In March 2025 during a meeting with President Vladimir Putin Governor Tsybulsky announced his intention to run for a second term and received Putin's endorsement.

==Candidates==
In Arkhangelsk Oblast candidates for Governor of Arkhangelsk Oblast can be nominated only by registered political parties. Candidate for Governor of Arkhangelsk Oblast should be a Russian citizen and at least 30 years old. Candidates for Governor of Arkhangelsk Oblast should not have a foreign citizenship or residence permit. Each candidate in order to be registered is required to collect at least 8% of signatures of members and heads of municipalities. Also gubernatorial candidates present 3 candidacies to the Federation Council and election winner later appoints one of the presented candidates.

===Declared===

| Candidate name, political party |  |  | Occupation | Status | Ref. |
|---|---|---|---|---|---|
| Aleksey Buglak Party of Pensioners |  |  | Teaching methodologist | Registered |  |
| Oleg Chernenko SR–ZP |  |  | Member of Arkhangelsk Oblast Assembly of Deputies (2011–2013, 2021–present) Businessman Husband of former State Duma member Irina Chirkova | Registered |  |
| Maria Kharchenko Liberal Democratic Party |  | Maria Kharchenko | Member of Arkhangelsk City Duma (2013–present) | Registered |  |
| Roman Lyabikhov Communist Party |  | Roman Lyabikhov | Member of State Duma (2020–present) | Registered |  |
| Natalya Sorokina Green Alternative |  |  | Nonprofit executive | Registered |  |
| Alexander Tsybulsky United Russia |  | Alexander Tsybulsky | Incumbent Governor of Arkhangelsk Oblast (2020–present) | Registered |  |
| Larisa Medvedeva The Greens |  |  | Cosmetics professional | Did not file |  |

===Declined===
- Aleksandr Grevtsov (CPRF), Member of Arkhangelsk Oblast Assembly of Deputies (2023–present)
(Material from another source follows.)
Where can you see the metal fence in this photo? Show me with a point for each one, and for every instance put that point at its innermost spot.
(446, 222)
===Candidates for Federation Council===

| Head candidate, political party |  | Candidates for Federation Council | Status |
|---|---|---|---|
| Maria Kharchenko Liberal Democratic Party |  | * Kirill Aleskerov, Member of Novodvinsk Council of Deputies (2013–present), businessman * Georgy Gubanov, Member of Arkhangelsk Oblast Assembly of Deputies (2018–present) * Lyudmila Taybarey, Member of Council of Zapolyarny District (2024–present), aide to State Duma member Yaroslav Nilov | Registered |
| Aleksandr Tsybulsky United Russia |  | * Aleksey Alsufyev, First Deputy Governor of Arkhangelsk Oblast – Chairman of the Government of Arkhangelsk Oblast (2015–present) * Yury Borisov, incumbent Senator (2025–present) * Yekaterina Prokopyeva, Chairwoman of the Arkhangelsk Oblast Assembly of Deputies (2018–present) | Registered |

==Finances==
All sums are in rubles.

| Financial Report | Source | Buglak | Chernenko | Kharchenko | Lyabikhov | Medvedeva | Sorokina | Tsybulsky |
| First |  | 20,180,000 | 3,181,100 | 180,000 | 180,000 | 0 | 180,000 | 20,750,000 |
| Final | 35,180,000 | 12,040,380 | 2,330,000 | 1,980,000 | 0 | 40,180,000 | 55,750,000 |

==Polls==

| Fieldwork date | Polling firm | Tsybulsky | Kharchenko | Chernenko | Lyabikhov | Sorokina | Buglak | Lead |
|---|---|---|---|---|---|---|---|---|
| 14 September 2025 | 2025 election | 67.3 | 10.6 | 8.1 | 4.8 | 3.9 | 3.9 | 56.7 |
| 9–22 August 2025 | FOM | 69.6 | 9.5 | 8.6 | 4.5 | 3.1 | 3.6 | 60.1 |

==Results==

Summary of the 12–14 September 2025 Arkhangelsk Oblast gubernatorial election results
| Candidate |  | Party | Votes | % |
|---|---|---|---|---|
|  | Aleksandr Tsybulsky (incumbent) | United Russia | 216,380 | 67.32 |
|  | Maria Kharchenko | Liberal Democratic Party | 34,025 | 10.59 |
|  | Oleg Chernenko | A Just Russia – For Truth | 26,029 | 8.10 |
|  | Roman Lyabikhov | Communist Party | 15,304 | 4.76 |
|  | Natalya Sorokina | Green Alternative | 12,655 | 3.94 |
|  | Aleksey Buglak | Party of Pensioners | 12,363 | 3.85 |
| Valid votes |  |  | 316,756 | 98.55 |
| Blank ballots |  |  | 4,675 | 1.45 |
| Total |  |  | 321,431 | 100.00 |
| Turnout |  |  | 321,431 | 36.27 |
| Registered voters |  |  | 886,148 | 100.00 |
| Source: |  |  |  |  |

Governor Tsybulsky re-appointed incumbent Senator Yury Borisov (Independent) to the Federation Council.